Pages

Tuesday, August 05, 2014

My Watcher's Eyes

By H. A. O'Connor
Paranormal Vampire Romance, 367 pages
Cover art by Richard Stroud
Blurb:

It’s not normal to feel close to your watcher. No, it’s not normal to have a watcher. So, why is Tess Young comforted by her watcher’s presence? Why do his eyes fill her dreams? More importantly, will he become her greatest protector…or her greatest threat?

Excerpt:

Moments after she’s passed through my mind, my best friend spills from the darkness to my right. The scarlet light finds her chocolate-brown eyes and gleams warmly against them; it casts ruby-tinted highlights on her black, satiny hair and frustratingly-perfect cheekbones. My eyes skim over her plum-colored dress, which flatters her figure like it was custom cut; then they fall back to my own, plain black one. It manages to hide what few curves I have.

A little sigh escapes me. Whenever Anna’s next to me, I might as well be invisible; it’s the way things are and I’m okay with it. Well, I’m used to it.

Anna just has time to hug me and exclaim, “Happy nineteenth, Tess!” before we’re half tackled by another friend, Janie, whose teal-tinted hair has been altered to a strange shade of violet under the club’s red lights. Neither color is sufficiently alarming to compete with Janie’s personality, I decide. She’s got the dainty looks of a pixie and the demeanor of a fire station alarm.

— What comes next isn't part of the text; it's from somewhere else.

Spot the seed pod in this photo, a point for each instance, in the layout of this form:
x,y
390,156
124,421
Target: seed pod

“Tess!” she shrieks into my ear, before squeezing both my shoulders and shaking me back and forth a few times. “You’re nineteen now! We should be dancing!”

My response is to break into a string of rough coughs; Anna’s is to give me a deep frown and Janie a little shove backward. “You’re still sick,” Anna mutters and starts digging around in her purse. “I thought you were getting better.”

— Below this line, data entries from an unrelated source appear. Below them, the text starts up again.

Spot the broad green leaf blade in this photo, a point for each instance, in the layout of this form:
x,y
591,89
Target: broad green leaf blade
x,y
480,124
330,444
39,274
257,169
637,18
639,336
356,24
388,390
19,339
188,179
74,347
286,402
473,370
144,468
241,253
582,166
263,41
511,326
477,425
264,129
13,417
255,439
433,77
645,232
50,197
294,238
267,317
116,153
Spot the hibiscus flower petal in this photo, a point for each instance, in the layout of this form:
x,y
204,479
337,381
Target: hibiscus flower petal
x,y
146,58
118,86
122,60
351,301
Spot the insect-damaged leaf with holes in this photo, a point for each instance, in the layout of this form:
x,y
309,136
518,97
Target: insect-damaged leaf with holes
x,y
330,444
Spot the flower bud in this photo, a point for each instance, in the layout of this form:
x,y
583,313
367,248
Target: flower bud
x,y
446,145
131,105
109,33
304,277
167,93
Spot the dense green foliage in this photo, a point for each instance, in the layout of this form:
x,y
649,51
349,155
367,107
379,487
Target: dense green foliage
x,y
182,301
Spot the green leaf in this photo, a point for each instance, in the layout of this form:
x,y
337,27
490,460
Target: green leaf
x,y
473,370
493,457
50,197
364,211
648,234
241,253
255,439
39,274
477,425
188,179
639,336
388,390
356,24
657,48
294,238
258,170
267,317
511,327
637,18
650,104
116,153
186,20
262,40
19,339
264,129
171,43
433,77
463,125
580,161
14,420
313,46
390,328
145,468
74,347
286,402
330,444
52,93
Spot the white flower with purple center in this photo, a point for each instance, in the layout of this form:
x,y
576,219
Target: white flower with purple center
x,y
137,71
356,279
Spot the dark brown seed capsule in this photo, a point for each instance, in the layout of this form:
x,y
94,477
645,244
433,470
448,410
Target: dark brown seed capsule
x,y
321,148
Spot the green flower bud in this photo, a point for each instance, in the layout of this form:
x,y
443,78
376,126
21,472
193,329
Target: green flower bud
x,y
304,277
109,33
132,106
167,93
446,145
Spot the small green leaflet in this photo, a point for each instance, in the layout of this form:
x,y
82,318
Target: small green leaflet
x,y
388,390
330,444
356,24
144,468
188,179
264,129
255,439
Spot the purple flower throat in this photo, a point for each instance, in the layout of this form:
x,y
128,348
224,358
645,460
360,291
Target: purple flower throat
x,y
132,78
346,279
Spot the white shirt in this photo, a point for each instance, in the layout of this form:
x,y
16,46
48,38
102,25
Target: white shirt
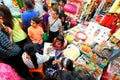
x,y
55,27
40,60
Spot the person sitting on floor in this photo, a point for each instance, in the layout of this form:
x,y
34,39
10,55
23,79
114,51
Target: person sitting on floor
x,y
35,33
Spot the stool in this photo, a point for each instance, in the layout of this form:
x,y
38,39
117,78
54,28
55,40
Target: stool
x,y
39,70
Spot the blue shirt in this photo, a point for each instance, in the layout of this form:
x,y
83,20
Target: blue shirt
x,y
27,16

I shrug, but thank her when she produces a couple of cough drops and presses them into my hand. Our other friends, Maria and Celia, arrive in the meantime and receive full-contact greetings of their own. By the time Janie’s through with them, Maria is frowning and tossing her dark hair in anger and Celia is nervously twirling a periwinkle-tinged curl around and around and around her finger. Each gives me a birthday hug and, moments later, we’re all dragged onto the dance floor in a Janie-led mob.

I’m fine for a while, thanks to Anna’s cough drops and some ibuprofen I took earlier, but deep down, I know it can’t last. I’m dancing on borrowed time.

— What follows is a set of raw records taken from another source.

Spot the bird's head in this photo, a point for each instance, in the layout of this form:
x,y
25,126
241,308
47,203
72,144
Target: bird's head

My illness revives with a vengeance and my medications toss up white flags of surrender. My chest suddenly feels constricted and raw; my temples throb in time with the beats shuddering through the room. Bowing out of the action, I grab a soda and a seat, hoping the sugar will bolster my immune system, not to mention my wilting strength.

Janie spots me moments later. If I wasn’t sure before, it’s now glaringly obvious my evening’s a doomed one.

Making a phony, deep pout, Janie insists, “You can’t sit down! It’s your birthday and a guy over there—Jason—wants to dance with you!”

With wide eyes, I follow the direction of her outstretched, perfectly-manicured finger. Two guys stand still among the movement; both are turned in our direction. The taller of the two, a blond, is keeping Janie in his sights, but his auburn-haired friend seems to be watching me.

I quickly scan the features of this second one and, returning to his intense, brown-eyed stare, feel my face slip into a frown. “No thanks. I’m sick.”

“Come on,” she shouts, grabbing my arm and pulling me from my seat, “they’re playing your favorite song!”

She’s wrong. It’s her favorite song, but I couldn’t care less: an acute wave of nausea is on the rise, making me stop, mid step, and cover my mouth with both hands. Janie, feeling me hesitate, smiles back blindly and yanks harder.

Realizing it’s easier to submit than struggle against this petite, aqua-haired maniac, I pull myself together and trail along. At some point, I realize we’ve veered off our path. Panic sets in and I search for a familiar face among the crowd, while earth-quaking chills overtake my body.

This is when things take yet another turn for the worse. Janie tows me between a pair of dancing figures when the beat picks up and the guy next to me—clearly a football player in Goth disguise—sends a flailing elbow full force into my chest.

If I wore false teeth, they would have gone flying. As it is, every available ounce of air evacuates my lungs at the speed of light, leaving me gasping, clutching at my chest in agony.

“Watch it, you big dope!” Anna screams out, suddenly beside me. Her face turns to mine with a look nearly equaling my pain. “Are you okay?”